These days I’m working on analyze data with Spark. Since our Spark cluster is offline in the office for now, so it needs to download data from log server every hour, analyze them with Spark and then upload to the server. The work flow is a little complex so I write some scripts to do it. In addition, I also write a whole automated end to end test for it.
The whole thing is messed up with cron job configurations, shell scripts, MongoDB scripts and Spark jobs. Then I realize, I can pack them into a container, which do all the dirty things while not mess up the outside world. The better thing is, since I am using the CDH cluster, I can download the YARN configuration while build the container.

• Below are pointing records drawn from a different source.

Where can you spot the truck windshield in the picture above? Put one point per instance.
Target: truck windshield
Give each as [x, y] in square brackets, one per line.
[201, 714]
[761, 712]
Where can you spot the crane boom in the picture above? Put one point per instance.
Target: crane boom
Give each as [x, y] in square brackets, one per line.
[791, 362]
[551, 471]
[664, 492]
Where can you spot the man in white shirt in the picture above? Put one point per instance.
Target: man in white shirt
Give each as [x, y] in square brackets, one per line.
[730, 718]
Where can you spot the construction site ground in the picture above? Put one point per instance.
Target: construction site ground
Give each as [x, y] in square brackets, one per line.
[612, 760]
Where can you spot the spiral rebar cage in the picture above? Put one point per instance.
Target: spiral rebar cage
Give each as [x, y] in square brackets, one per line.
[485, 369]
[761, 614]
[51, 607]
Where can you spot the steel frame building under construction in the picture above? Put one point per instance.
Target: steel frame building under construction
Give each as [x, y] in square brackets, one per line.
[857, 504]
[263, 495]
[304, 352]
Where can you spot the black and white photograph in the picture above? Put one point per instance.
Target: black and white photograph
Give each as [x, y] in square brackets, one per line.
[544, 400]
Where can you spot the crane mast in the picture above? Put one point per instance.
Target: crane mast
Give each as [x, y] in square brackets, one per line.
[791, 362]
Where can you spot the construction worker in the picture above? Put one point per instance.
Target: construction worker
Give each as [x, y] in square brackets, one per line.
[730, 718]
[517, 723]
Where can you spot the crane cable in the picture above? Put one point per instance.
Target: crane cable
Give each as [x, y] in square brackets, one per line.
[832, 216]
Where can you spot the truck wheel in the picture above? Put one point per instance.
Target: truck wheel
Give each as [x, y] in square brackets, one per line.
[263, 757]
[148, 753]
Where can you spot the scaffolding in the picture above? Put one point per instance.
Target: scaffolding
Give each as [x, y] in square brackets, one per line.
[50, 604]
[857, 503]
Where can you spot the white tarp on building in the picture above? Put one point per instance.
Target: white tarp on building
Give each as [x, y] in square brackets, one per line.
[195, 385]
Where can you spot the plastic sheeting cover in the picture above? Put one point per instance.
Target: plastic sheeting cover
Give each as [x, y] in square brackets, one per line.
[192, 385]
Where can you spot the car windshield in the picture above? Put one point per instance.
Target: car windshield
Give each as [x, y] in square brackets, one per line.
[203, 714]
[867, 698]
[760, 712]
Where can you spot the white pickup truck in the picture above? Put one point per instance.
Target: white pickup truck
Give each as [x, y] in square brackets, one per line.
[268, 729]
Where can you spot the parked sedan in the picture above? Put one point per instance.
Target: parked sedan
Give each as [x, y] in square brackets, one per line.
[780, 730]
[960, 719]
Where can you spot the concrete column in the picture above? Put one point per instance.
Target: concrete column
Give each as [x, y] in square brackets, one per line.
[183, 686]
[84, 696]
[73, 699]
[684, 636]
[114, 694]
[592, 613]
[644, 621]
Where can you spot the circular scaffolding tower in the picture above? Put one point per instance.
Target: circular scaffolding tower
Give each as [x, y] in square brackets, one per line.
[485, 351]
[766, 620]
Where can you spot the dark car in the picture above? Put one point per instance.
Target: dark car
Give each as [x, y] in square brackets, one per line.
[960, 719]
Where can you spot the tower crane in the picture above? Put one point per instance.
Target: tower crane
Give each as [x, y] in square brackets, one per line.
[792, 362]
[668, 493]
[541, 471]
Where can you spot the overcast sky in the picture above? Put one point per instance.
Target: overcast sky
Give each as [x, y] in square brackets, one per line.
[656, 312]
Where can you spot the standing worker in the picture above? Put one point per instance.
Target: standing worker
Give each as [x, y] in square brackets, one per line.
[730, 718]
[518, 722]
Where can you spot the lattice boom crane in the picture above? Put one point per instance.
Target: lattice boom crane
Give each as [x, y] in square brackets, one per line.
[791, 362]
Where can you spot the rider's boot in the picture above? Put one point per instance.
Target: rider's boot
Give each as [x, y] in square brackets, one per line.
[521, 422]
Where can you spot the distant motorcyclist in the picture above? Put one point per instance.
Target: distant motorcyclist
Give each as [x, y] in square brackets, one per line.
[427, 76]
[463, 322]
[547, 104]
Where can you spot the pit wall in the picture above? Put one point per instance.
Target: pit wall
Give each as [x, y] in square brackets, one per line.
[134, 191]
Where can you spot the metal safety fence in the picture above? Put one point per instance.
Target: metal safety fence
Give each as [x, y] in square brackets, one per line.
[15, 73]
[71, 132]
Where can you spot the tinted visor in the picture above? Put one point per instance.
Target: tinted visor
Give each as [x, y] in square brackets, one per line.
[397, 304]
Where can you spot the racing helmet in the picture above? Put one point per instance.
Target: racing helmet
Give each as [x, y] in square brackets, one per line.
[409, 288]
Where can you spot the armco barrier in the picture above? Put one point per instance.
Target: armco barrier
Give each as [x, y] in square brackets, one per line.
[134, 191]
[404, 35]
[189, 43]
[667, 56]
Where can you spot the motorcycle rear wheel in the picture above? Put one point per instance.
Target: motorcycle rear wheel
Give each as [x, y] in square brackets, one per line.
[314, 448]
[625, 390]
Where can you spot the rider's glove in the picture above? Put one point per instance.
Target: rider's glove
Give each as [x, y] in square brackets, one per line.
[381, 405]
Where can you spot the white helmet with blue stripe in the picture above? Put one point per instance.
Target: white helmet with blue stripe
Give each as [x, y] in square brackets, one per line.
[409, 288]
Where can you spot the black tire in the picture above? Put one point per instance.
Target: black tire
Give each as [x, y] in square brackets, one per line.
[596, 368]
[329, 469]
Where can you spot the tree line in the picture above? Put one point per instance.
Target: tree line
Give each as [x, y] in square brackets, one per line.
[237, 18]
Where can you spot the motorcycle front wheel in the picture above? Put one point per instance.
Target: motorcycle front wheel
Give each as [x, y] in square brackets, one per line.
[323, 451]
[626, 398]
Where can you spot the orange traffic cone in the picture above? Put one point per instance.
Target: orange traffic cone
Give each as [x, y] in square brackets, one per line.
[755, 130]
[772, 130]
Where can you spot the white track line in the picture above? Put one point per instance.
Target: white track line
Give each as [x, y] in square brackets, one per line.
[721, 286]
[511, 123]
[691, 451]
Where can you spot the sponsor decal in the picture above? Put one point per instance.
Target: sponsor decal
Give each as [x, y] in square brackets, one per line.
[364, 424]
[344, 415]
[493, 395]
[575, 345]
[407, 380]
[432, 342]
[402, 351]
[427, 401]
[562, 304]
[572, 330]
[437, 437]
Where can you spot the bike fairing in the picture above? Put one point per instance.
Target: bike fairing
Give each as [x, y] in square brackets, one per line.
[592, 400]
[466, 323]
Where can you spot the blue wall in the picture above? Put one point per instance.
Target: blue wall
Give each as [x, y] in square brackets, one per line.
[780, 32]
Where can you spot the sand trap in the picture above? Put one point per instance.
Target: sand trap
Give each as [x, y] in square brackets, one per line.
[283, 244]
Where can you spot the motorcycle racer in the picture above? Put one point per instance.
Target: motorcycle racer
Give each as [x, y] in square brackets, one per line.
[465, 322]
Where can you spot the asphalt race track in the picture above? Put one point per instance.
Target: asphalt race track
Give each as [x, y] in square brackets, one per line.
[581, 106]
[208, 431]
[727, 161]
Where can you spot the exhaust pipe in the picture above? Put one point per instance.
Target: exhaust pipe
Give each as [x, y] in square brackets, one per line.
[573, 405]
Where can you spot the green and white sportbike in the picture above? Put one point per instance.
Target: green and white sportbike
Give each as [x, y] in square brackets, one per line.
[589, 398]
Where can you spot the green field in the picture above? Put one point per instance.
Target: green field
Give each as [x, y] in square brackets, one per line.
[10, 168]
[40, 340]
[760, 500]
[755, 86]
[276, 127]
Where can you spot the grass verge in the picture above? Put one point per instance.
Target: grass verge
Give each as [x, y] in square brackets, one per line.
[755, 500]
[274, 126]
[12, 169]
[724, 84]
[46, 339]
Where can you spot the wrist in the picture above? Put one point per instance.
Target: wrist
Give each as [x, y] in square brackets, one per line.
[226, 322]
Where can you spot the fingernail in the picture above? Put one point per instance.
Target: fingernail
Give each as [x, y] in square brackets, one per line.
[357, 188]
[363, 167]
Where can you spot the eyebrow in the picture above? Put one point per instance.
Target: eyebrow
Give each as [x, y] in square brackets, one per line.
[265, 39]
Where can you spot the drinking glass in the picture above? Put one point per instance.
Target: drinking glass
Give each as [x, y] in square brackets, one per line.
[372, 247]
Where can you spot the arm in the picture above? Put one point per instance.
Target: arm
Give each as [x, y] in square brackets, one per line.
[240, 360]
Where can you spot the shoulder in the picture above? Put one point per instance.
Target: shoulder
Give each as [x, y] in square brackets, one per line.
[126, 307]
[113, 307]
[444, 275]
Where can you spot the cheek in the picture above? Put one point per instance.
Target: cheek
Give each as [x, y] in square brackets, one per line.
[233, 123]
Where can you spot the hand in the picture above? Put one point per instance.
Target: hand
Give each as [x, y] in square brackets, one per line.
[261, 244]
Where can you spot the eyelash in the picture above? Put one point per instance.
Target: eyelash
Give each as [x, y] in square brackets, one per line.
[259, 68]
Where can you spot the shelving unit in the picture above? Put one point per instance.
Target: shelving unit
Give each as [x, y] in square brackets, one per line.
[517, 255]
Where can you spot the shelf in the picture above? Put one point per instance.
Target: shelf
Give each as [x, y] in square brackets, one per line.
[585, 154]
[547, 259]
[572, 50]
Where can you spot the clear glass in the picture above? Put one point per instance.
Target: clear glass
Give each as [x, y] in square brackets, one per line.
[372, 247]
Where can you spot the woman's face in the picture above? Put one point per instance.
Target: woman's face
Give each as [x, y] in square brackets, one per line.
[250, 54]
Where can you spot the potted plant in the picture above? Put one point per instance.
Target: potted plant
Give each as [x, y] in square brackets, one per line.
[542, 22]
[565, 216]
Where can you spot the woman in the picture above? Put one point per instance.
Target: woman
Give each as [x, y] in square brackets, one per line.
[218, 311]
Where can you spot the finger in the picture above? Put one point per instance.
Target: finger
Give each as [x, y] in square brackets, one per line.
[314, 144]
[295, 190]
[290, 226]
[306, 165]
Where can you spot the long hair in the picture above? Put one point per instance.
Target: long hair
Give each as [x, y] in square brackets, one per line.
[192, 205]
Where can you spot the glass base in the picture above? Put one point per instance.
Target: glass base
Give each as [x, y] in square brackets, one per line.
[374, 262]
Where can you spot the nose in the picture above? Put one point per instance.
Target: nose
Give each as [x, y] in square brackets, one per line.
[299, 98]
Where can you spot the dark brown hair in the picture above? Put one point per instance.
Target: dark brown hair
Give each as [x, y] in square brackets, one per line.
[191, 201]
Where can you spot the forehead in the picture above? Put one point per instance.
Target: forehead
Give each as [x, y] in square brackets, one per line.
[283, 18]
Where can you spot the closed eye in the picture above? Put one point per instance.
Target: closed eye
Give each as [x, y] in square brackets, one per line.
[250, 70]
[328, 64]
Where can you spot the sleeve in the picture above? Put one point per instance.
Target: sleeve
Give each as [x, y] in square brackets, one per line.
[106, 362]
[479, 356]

Here is how the container is built up:
- Compile the spark jobs and run unit tests.
- Install Hadoop client, Spark and Hive client, and download configuration files from CDH cluster.
- Install cron jobs to the system.
- Generate data and test if the whole work flow works.
The container will do these things every hour through cron job:
- Download data from log server.
- Sends the data to the CDH cluster and submit the spark job to it.
- Fetch result data from CDH cluster and upload them to the online server.
You may wonder why not just use some work flow tools in Hadoop ecosystem like Oozie? First of all, Oozie uses XML as its config file which I think is very complex. And it is also less flexible. With Docker container, I can build it and test it without touch the outside world. And it is just a very flex component that can be attached to the Spark cluster easily with a single command. Or think the Spark cluster as a low level service, which just provides computing resource and should not care about other things.